Ces propos sont corroborés par l’éditorial du Canadian Lawyer d’avril 2016, dans lequel Gail J. Cohen rapporte que la bonne volonté n’y est pas dans le cas des témoins experts médico-légaux dans l’industrie de l’assurance automobile en Ontario. Dans cette province, les compagnies d’assurances, soucieuses de réduire le plus possible les paiements, seraient avantagées, au détriment des victimes d’accidents. Les experts médicaux n’agiraient pas de façon aussi impartiale qu’ils ne le devraient. L’Ontario Trial Lawyers Association réclame une enquête puisqu’elle prétend notamment qu’un système d’experts médico-légaux déforme la preuve, y compris les rapports de la Cour, pour avantager les compagnies d’assurances.

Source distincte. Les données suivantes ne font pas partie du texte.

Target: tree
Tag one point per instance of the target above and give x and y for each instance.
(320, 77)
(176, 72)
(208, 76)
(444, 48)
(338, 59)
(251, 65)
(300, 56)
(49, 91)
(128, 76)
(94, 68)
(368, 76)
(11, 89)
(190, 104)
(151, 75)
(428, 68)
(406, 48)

Dans ce cas précis, Gail J. Cohen voit comme solution éventuelle d’avoir les rapports d’experts préparés par un groupe de praticiens agréés médico-légaux qui sont approuvés par les deux parties afin de gagner temps et argent.

Néanmoins, ce qu’il faut retenir, c’est que, dans les conditions actuelles, le «hot tubbing» devant n’importe quel tribunal ne peut pas fonctionner lorsque certains des acteurs en cause ont des réticences.

Références

  • Investissements Marova inc. c. Nominingue (Municipalité de), (T.A.Q., 2016-05-25), 2016 QCTAQ 05862, SOQUIJ AZ-51293391. À la date de diffusion, la décision n’avait pas été portée en appel.
  • Apotex Inc. c. Astrazeneca Canada Inc. (C.F., 2012-05-11), 2012 CF 559, SOQUIJ AZ-50880467, 2012EXP-3320. Appel rejeté (C.A.F., 2013-03-11), A-187-12, 2013 CAF 77, SOQUIJ AZ-50977633.